Overall, the FLU1 algorithm and the RSV1 algorithm maintained the highest specificity and PPV across all age strata and months of admission, and were therefore classified as the most valid algorithms to identify influenza and RSV hospitalizations.
Discussion
We established two highly specific ICD-10 algorithms to identify influenza and RSV hospitalizations using large, population-based reference cohorts of patients with laboratory-confirmed hospitalizations over four respiratory virus seasons. Based on the criteria of specificity and PPV, the most valid influenza algorithm included all influenza-specific ICD-10 codes that included laboratory confirmation (FLU1), while the most valid RSV algorithm included all RSV-specific ICD-10 codes (RSV1).
This finding was expected given our reference cohorts were defined using laboratory test results. Medical coding is performed at discharge when testing results may be available; thus, medical coding and laboratory data are not necessarily independent.
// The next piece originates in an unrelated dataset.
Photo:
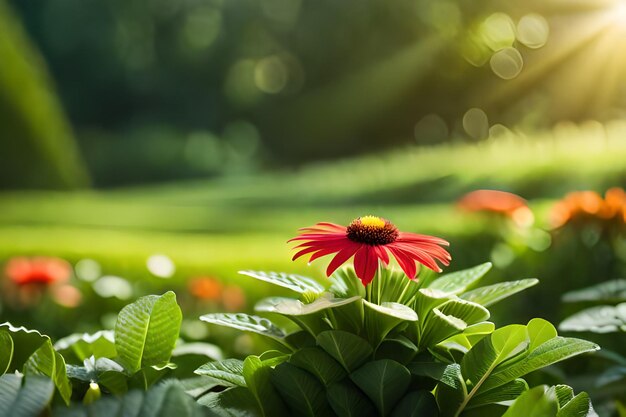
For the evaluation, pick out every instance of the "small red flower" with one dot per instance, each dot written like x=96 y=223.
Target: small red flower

FLU1 and RSV1 maintained high specificity and PPV when the reference cohorts were stratified by age. Thus, the algorithms can be applied to paediatric, adult, and elderly populations with low risk of misclassification bias. The specificity of the algorithms also remained high when assessed by month of hospitalization, although PPV was more variable. The PPV of FLU1 dropped to lows of 87% in November and 86% in May, while the PPV of RSV1 dropped to a low of 89% in April. These decreases were expected, as PPV is dependent on disease prevalence, and the decreases were concordant with typical declines in respiratory virus prevalence and activity in Ontario during those months [14]. Notably, the absolute number of false positives generated during times of low viral activity made up <8% of overall FLU1 false positives and <7% of overall RSV1 false positives. Therefore, while PPV declined during months of lower viral activity, the overall algorithm validity was not impacted.
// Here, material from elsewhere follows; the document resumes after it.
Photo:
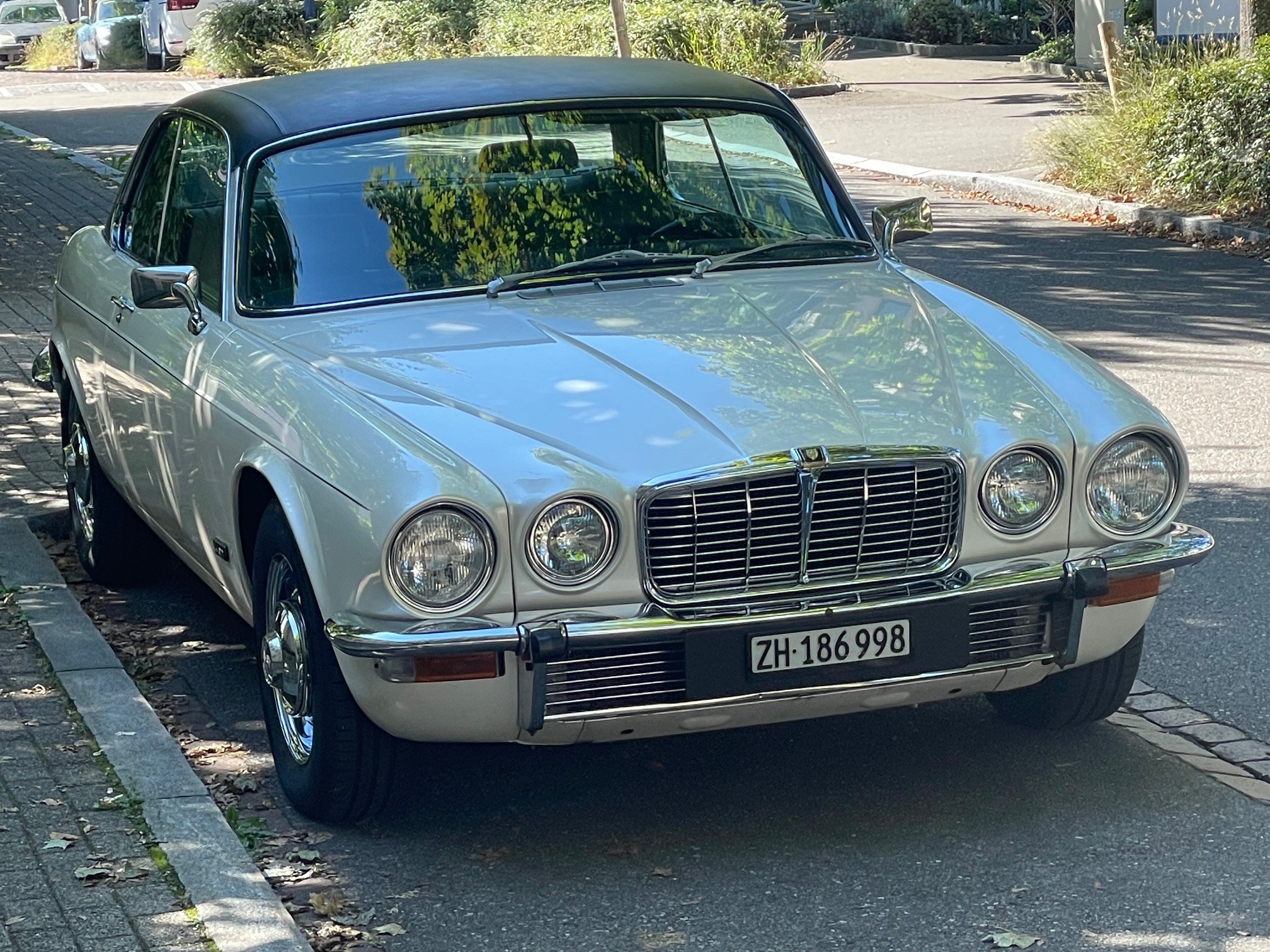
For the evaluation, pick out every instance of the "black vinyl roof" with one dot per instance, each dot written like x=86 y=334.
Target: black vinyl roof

Our findings concur with previous literature indicating that ICD-10 codes have high specificity and moderate sensitivity for identifying influenza and RSV hospitalizations using health administrative data [1,4,7,8]. Where direct comparisons are possible, our quantitative measures of specificity align with previous findings, while our measures of sensitivity are lower. For example, Moore et al. found that an algorithm that included codes for influenza with or without laboratory confirmation (J10.0-J10.9, J11.0-J11.9) had a specificity of 98.6% and a sensitivity of 86.1% for children aged 0–9 years, whereas our FLU2 algorithm had a specificity of 99% and a sensitivity of 73–75% for children aged 0–19 years [4]. Furthermore, Pisesky et al. found that an algorithm comprising RSV-specific codes (J12.1, J20.5, J21.0, B97.4) had a specificity of 99.6% and a sensitivity of 97.9% for children aged 0–3 years, whereas our RSV1 algorithm had corresponding values of 95% and 76% for children aged 0–4 years [1].
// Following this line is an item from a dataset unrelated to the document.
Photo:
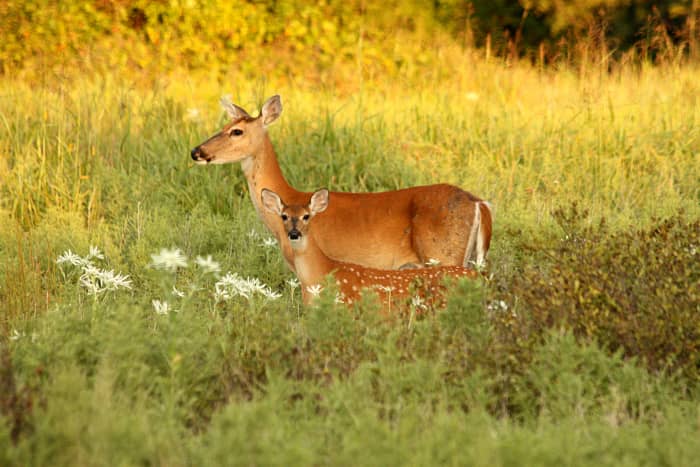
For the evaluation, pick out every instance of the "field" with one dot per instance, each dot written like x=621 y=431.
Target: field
x=581 y=346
Distinctions between our study populations may explain the differences in sensitivity observed. Pisesky et al. studied a population from a specialized hospital in Ottawa, Ontario [1], while Moore et al. studied a Western Australian population [4]. In contrast, our study was conducted in a larger cohort of patients using data from hospitals across the entire province of Ontario. ICD-10 codes may be used more or less frequently across jurisdictions and institutions resulting in variable algorithm sensitivity. The discrepancies highlight the importance of validating algorithms within distinct populations.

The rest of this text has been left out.